The stadium had become a central transfer and processing hub for the thousands
of Jews of Paris.
She prayed for assistance. The idea came to her. By
employing the confidence of the local sanitation workers in charge of hauling
the garbage from the stadium, Mother Maria perpetrated a plot that would at
least save the children from the gas chambers: stuff them into the garbage
bins, haul them out on the trucks from the stadium, and then under the cover of
night, sneak the children to the house on rue de Lourmel where she then could
orchestrate their continued passage to the south of France, an area outside of
Nazi control, and to safety.
As her biographer recounts, “It would have been
possible for her to leave Paris when the Germans were advancing toward the
city, or even to leave the country to go to America. Her decision was not to
budge. “If the Germans take Paris, I shall stay here with my old women. Where
else could I send
them?”(http://incommunion.org/2004/10/18/saint-of-the-open-door/)
No one is sure how many children Mother Maria and her
garbage crew saved. But what is certain is that she eventually was found out by
the Nazis. The priest, Father Dimitri Klepinin who had served alongside her in
the “monasticism in the world” and her son Yuri were arrested. They had been
guilty of forging fake baptismal certificates for Jews who came begging for help.
Yuri and Father Dimitri eventually died in Buchenwald camp while Mother Maria
was sent to Ravensbruck.
Even while undergoing unspeakable torment, Mother
Maria still saw hope in the smoke stacks that plumed from the crematoria. “But
it is only here, immediately above the chimneys, that the billows of smoke are
oppressive,” Mother Maria said. “When they rise higher, they turn into light
clouds before being dispersed in limitless space. In the same way, our souls,
once they have torn themselves away from this sinful earth, move by means of an
effortless unearthly flight into eternity, where there is life full of joy.”
Even in the camp, she would give away her own meager portion of bread to others
more needy.
The Russian Orthodox Church took a long time to
declare Mother Maria a saint probably because of her unorthodox ways and
thinking
She too found escape through the smoke stacks of the
gas chambers. It was Good Friday, March 30th, on the eve of the liberation of
Paris, 1945, that Mother Maria was one of those chosen for death. According to
other accounts, she took the place of another prisoner who was marked for the
gas chamber that day.
This little-known wayward nun who downed vodka and
scribbled poetry had the courage to risk her life to do the Christ-like thing.

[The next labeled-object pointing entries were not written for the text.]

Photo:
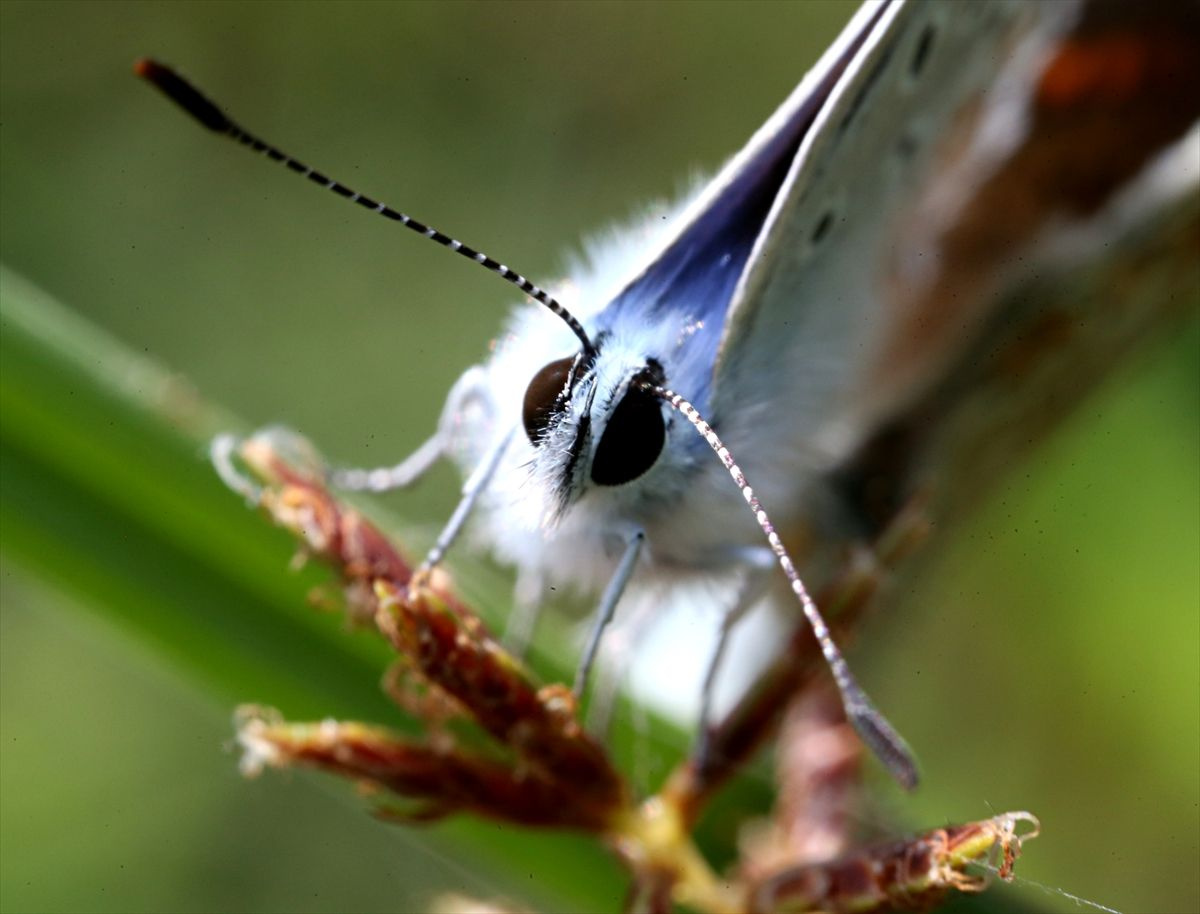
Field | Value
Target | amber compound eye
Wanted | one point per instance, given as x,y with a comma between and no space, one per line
544,396
633,439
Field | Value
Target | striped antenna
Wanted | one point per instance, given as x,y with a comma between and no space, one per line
870,723
203,109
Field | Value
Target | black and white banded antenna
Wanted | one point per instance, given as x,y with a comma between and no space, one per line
207,112
868,721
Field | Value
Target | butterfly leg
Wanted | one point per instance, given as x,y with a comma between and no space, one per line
609,606
472,489
760,564
522,621
469,389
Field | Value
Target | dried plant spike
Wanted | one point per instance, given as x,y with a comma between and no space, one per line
912,875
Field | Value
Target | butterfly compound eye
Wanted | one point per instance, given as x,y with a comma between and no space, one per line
633,439
543,396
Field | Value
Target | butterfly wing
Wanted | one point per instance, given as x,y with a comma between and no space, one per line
942,176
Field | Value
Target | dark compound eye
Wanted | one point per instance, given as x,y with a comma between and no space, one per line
633,439
543,397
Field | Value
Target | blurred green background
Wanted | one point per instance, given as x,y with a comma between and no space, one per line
1049,661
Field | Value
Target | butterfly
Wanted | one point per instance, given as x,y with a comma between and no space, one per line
748,308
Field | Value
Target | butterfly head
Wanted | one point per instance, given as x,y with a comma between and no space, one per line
593,420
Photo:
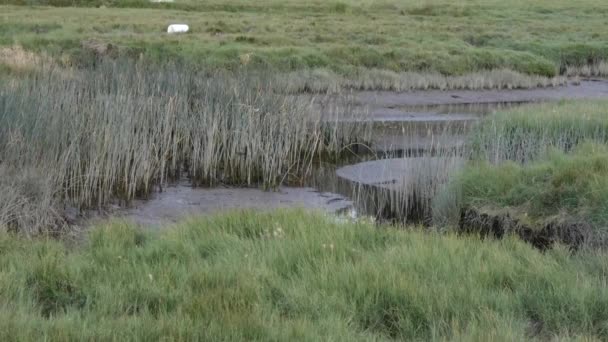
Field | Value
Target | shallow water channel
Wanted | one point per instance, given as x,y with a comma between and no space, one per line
416,141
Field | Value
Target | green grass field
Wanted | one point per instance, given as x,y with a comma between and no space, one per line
295,276
450,37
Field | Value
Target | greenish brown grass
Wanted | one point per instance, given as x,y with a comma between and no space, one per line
121,130
539,164
296,276
438,36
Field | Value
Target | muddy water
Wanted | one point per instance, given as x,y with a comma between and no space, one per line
416,140
181,200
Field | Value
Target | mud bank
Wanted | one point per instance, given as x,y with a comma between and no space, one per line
399,189
182,200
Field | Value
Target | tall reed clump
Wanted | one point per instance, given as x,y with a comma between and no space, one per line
538,167
119,129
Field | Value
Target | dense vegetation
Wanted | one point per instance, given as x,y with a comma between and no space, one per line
296,276
348,37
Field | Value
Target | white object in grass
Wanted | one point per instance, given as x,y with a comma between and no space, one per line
178,28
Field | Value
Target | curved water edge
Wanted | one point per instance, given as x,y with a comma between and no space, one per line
415,143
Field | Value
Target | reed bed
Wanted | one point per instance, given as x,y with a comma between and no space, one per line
599,69
327,81
525,133
121,130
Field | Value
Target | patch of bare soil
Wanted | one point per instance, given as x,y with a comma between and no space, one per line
571,233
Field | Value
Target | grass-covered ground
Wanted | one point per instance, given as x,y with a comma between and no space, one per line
290,275
544,166
444,36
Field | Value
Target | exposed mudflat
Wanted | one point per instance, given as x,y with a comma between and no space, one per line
399,173
411,124
431,105
182,200
587,89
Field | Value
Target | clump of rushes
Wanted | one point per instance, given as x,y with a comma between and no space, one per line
119,129
523,134
229,277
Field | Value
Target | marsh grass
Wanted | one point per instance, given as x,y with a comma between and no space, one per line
121,130
326,81
599,69
538,164
291,275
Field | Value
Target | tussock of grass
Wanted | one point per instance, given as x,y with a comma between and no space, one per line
524,133
542,164
566,187
599,69
343,36
295,276
19,61
120,129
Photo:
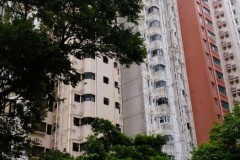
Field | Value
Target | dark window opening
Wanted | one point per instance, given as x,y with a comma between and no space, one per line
76,121
105,80
88,75
116,84
76,147
106,101
105,59
117,106
162,100
76,98
49,129
86,121
88,97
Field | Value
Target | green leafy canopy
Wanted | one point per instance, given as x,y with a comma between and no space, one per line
35,56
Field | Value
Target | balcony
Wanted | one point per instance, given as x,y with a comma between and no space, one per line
224,44
221,23
228,67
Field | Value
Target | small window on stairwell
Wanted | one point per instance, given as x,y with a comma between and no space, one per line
225,104
76,98
164,119
75,147
222,89
105,59
117,106
105,101
115,64
154,23
105,80
116,84
162,101
158,67
160,84
153,9
156,52
155,37
76,121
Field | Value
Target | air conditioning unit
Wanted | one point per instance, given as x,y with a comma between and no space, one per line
80,138
81,113
81,91
81,69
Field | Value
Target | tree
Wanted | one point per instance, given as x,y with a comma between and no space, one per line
224,143
108,143
34,58
55,155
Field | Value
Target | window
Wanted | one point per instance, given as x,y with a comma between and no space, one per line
116,84
155,37
158,67
115,64
212,35
76,147
157,52
219,75
206,11
160,84
88,55
76,98
117,106
154,23
49,129
78,55
217,61
225,104
222,89
164,119
88,75
86,121
42,127
214,48
105,101
105,80
168,138
105,59
88,97
82,147
76,121
37,150
153,9
118,127
162,100
208,22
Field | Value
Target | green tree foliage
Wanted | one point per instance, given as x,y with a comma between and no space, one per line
33,58
224,141
107,143
55,155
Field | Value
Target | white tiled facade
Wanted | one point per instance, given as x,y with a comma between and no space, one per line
155,94
226,18
95,96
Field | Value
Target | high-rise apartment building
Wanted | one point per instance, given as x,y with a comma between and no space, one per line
204,68
155,94
225,15
97,95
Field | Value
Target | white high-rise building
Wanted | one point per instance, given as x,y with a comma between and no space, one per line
226,19
155,94
97,95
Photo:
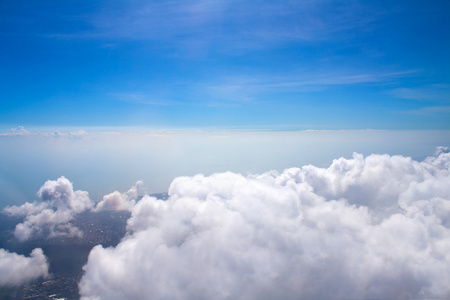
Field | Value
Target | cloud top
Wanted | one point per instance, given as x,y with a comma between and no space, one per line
365,227
17,269
118,201
51,216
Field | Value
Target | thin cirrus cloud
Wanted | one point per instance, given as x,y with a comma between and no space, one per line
245,88
365,227
434,92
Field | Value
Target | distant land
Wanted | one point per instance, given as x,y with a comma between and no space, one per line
66,255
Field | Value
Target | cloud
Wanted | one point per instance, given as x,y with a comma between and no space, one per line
52,215
121,201
365,227
432,92
20,131
17,269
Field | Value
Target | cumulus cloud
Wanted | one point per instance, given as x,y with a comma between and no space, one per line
21,131
118,201
52,215
17,269
365,227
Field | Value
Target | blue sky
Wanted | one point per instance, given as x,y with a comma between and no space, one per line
284,65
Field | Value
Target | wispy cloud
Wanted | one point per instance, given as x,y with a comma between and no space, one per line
246,88
433,92
141,98
429,110
226,26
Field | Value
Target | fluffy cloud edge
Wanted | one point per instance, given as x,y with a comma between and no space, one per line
16,269
365,227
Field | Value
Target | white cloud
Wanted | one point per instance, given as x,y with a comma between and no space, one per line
20,131
17,269
373,227
51,217
121,201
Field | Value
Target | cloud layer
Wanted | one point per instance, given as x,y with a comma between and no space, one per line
118,201
17,269
51,216
366,227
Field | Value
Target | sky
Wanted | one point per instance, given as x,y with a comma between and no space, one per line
285,65
303,145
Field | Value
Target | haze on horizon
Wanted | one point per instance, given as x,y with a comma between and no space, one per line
303,145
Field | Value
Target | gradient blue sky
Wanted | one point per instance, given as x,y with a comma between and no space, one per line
272,65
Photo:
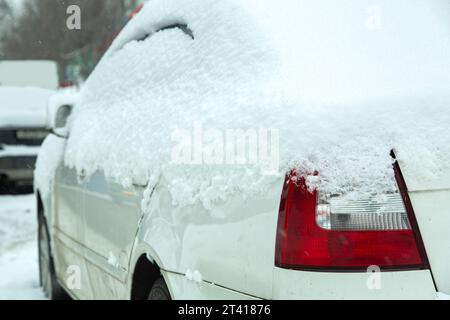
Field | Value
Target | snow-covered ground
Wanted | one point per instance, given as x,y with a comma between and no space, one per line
18,249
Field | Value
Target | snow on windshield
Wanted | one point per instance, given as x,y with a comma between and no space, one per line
342,83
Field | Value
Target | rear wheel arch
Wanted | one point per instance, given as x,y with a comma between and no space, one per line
146,273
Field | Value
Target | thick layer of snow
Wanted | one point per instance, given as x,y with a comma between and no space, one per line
24,106
19,275
343,82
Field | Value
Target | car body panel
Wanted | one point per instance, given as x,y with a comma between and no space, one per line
292,284
430,199
236,237
66,225
111,219
182,288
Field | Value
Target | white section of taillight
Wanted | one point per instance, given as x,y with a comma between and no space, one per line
376,213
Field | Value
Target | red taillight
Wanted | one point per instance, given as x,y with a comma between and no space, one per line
304,242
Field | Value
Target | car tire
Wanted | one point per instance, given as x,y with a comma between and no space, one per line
47,275
159,291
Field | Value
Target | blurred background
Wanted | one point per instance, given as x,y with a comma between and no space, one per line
36,30
39,58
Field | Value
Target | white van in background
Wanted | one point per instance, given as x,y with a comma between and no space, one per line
25,88
29,73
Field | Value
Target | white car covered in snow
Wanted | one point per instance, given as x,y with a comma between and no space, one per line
251,149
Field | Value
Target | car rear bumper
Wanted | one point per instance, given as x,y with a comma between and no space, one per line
399,285
18,169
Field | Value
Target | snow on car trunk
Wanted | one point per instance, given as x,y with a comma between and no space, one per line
340,84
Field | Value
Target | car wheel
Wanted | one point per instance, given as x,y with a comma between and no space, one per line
47,274
159,291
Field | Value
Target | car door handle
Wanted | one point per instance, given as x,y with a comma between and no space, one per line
82,174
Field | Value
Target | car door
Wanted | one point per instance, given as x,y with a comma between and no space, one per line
111,219
68,230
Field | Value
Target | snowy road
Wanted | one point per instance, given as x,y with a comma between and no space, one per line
18,249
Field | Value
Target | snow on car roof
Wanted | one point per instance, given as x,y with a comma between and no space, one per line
23,106
342,82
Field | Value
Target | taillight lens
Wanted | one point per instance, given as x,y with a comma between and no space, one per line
336,233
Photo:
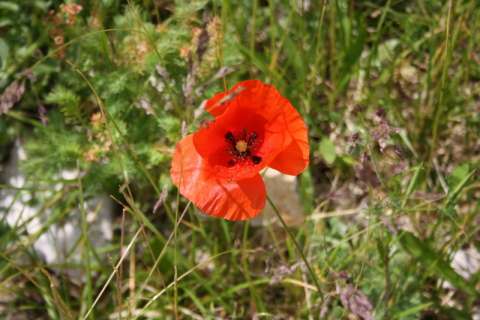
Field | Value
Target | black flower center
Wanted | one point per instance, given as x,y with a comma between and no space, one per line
241,147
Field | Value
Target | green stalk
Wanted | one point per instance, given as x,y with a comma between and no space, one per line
297,245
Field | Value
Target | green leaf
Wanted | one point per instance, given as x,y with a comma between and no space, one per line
434,261
327,150
453,194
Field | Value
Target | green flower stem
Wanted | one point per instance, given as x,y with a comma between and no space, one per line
297,245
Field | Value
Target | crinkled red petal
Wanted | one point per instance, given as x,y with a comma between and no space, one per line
197,181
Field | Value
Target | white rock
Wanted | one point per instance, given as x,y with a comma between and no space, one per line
56,245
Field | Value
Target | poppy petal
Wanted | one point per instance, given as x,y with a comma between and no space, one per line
245,113
295,157
197,181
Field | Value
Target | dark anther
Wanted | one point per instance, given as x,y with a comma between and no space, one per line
229,136
256,159
251,138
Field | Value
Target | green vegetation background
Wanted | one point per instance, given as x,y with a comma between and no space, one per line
391,94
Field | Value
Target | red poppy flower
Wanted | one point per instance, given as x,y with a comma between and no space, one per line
217,167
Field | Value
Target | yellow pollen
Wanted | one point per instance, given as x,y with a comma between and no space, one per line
241,146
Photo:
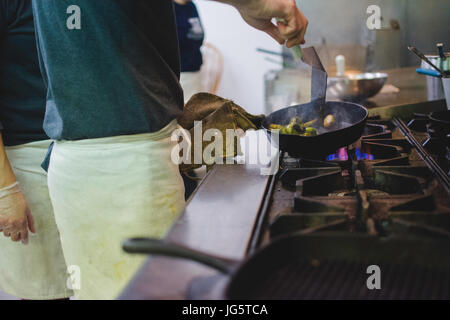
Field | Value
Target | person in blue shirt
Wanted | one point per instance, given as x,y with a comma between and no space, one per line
190,39
112,70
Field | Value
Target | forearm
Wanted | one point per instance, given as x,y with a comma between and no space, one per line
7,176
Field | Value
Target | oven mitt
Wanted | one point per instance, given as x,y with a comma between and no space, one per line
215,113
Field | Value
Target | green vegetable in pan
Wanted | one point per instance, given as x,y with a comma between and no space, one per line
296,127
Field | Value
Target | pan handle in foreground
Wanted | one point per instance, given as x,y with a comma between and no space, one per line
162,248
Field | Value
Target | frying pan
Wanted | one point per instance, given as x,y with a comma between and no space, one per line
326,267
350,118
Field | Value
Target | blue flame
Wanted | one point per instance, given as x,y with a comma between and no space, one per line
342,155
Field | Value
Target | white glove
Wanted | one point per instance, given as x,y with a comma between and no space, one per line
15,214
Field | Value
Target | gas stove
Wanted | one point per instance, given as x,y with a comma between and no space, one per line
381,185
386,185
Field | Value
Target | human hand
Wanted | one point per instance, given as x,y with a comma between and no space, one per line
291,26
15,215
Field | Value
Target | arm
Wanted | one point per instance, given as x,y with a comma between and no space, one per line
15,215
259,14
7,177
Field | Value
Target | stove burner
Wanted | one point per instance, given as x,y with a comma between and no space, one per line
379,185
437,127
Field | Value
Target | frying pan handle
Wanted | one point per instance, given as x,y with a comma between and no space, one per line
162,248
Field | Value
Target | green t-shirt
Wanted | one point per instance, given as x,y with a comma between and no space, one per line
22,91
111,66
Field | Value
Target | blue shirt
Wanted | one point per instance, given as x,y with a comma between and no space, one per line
111,66
190,36
22,90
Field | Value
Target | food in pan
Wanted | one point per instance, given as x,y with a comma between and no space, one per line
329,121
297,127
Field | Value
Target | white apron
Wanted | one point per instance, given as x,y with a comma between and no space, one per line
191,82
105,191
36,271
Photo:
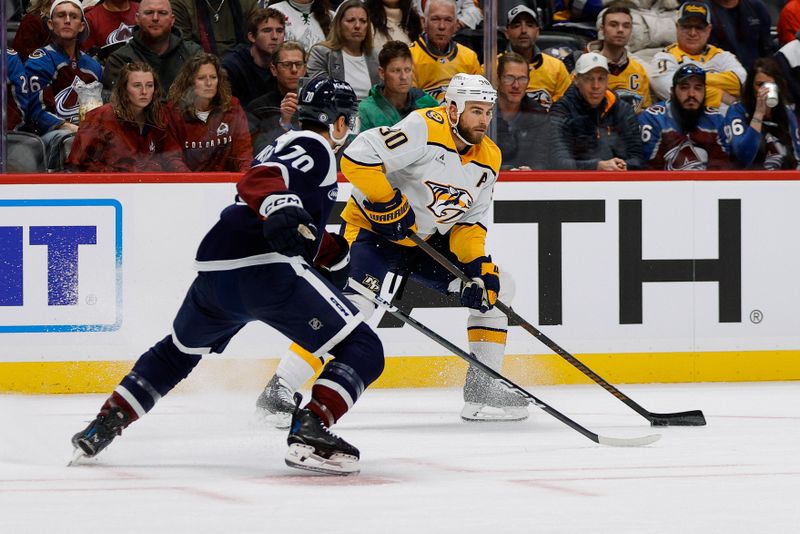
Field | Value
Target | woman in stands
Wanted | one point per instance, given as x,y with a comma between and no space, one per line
347,54
393,20
128,134
207,121
763,137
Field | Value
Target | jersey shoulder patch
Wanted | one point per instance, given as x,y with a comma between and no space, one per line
434,115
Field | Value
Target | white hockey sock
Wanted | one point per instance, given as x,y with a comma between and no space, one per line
297,366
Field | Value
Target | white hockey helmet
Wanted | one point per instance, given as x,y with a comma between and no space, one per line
465,88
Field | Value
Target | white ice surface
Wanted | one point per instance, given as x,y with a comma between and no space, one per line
206,463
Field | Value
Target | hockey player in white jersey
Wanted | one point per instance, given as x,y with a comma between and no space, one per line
433,173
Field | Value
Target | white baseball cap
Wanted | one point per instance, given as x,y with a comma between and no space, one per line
515,11
590,61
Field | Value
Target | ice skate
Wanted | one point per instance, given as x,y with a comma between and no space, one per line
314,447
98,435
485,399
276,404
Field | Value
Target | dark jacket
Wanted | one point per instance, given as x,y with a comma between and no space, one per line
525,138
248,80
582,136
166,65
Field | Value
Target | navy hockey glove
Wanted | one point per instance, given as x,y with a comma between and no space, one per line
481,293
289,229
393,219
337,271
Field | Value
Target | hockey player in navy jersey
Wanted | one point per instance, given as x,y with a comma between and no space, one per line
255,265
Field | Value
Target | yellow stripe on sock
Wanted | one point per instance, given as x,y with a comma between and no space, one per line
487,334
309,358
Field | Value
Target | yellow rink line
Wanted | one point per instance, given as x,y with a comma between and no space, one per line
426,371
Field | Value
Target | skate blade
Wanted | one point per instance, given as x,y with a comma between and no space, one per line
77,457
302,456
482,413
281,421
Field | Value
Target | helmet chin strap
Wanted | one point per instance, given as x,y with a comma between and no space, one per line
338,141
454,129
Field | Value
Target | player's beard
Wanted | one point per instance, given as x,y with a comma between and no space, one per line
470,136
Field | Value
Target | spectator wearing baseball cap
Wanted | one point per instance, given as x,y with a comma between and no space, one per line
591,128
627,77
682,134
743,28
724,74
549,78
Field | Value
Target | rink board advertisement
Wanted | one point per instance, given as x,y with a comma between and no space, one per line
686,280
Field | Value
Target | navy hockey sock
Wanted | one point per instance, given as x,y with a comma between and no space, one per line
358,362
155,373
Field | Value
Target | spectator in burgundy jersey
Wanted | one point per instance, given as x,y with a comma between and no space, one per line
129,134
53,71
33,32
16,91
111,25
207,120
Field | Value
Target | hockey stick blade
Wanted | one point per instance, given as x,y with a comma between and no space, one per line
692,418
407,319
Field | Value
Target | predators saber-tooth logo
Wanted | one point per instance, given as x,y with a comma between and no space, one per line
449,202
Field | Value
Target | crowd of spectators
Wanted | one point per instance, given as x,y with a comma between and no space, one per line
203,85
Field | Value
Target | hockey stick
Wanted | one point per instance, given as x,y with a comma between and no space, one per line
690,418
603,440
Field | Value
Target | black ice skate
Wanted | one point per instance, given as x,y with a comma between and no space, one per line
99,434
276,403
485,399
314,447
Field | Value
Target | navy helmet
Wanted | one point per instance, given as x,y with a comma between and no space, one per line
324,100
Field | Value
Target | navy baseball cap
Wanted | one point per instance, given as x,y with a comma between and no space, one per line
687,71
698,10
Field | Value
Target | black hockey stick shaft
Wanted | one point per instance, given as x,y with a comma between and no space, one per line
470,358
690,418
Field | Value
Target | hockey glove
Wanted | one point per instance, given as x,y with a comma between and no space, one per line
393,219
337,271
481,293
288,228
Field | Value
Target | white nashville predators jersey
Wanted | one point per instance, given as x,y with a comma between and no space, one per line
418,156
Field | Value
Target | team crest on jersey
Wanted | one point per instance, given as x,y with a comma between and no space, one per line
122,34
371,283
434,116
686,157
449,203
66,101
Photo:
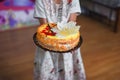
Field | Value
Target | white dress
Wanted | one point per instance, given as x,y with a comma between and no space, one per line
51,65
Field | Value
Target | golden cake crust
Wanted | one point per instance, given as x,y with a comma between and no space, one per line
49,41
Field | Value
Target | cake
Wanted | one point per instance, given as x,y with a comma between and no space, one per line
58,37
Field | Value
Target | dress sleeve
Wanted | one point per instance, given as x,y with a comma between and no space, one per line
39,10
75,7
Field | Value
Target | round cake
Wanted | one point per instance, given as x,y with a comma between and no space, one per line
58,37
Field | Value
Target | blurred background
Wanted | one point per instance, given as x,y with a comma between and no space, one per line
99,21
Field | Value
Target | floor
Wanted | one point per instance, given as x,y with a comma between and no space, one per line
100,52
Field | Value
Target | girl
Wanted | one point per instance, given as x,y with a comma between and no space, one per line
51,65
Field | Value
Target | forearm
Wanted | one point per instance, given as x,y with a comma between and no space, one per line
73,17
42,21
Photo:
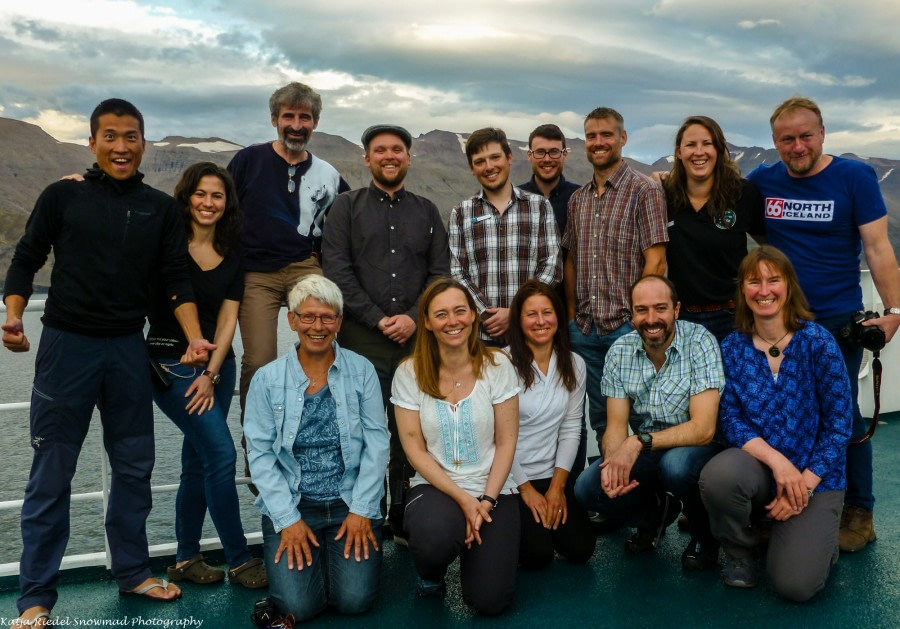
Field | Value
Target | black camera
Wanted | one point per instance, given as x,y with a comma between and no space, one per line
264,613
870,337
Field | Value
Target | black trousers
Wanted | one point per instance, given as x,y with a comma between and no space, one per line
437,533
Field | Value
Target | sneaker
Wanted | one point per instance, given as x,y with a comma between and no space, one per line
428,589
700,554
857,529
739,572
647,540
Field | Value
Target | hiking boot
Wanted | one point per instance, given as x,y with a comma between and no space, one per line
857,529
647,540
739,572
700,554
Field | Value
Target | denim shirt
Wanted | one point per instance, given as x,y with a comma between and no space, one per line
272,419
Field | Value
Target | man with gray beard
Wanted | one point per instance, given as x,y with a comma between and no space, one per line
285,192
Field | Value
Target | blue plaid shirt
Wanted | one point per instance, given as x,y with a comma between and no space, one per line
662,399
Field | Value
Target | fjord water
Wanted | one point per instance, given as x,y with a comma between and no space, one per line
87,517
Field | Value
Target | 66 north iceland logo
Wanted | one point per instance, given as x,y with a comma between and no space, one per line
792,209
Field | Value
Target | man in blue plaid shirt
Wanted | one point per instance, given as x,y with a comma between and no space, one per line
671,371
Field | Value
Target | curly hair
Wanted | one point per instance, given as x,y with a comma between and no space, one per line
228,228
521,354
727,179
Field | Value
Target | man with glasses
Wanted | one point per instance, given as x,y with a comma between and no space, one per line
547,155
383,246
285,192
500,237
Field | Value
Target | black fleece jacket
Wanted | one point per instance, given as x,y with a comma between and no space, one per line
109,238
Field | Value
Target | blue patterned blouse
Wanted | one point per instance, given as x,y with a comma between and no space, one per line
318,448
806,415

(When Nazis interrogated her about whether she had seen any Jews, she would
point to an icon of the Mother of God or else point to the body of Christ on
her crucifix.) To stand up against injustice and hatred, not just in the
abstract as she had criticized the early revolutionaries and even the
ultra-nationalistic Church leaders, but in the real, the here-and-now. In the
shiny-black-boots-ringing-at-the-doorbell-come-to-take-you-away real type of
terror and injustice. The monster of barbarism that has mass appeal and seems
unstoppable. It is in front of this monster that a tiny woman dressed in black
stood up and said “NO!” No, that is not right. And it didn’t matter that those
she risked her life for weren’t Russian or Greek or even Orthodox, she did it
because it was the right thing to do. It was what Christ would have done. The
same way the pathetic, no shoes, no power Greeks did to Hitler and Mussoulini.
All they did was stand up and say “NO!” It takes courage to stand up and say
“No!” when you are deemed puny and powerless. But it is that act that makes you
powerful and makes all the difference; it is small acts of kindness and truth
that echo down the annals of history and the alleys of Paris.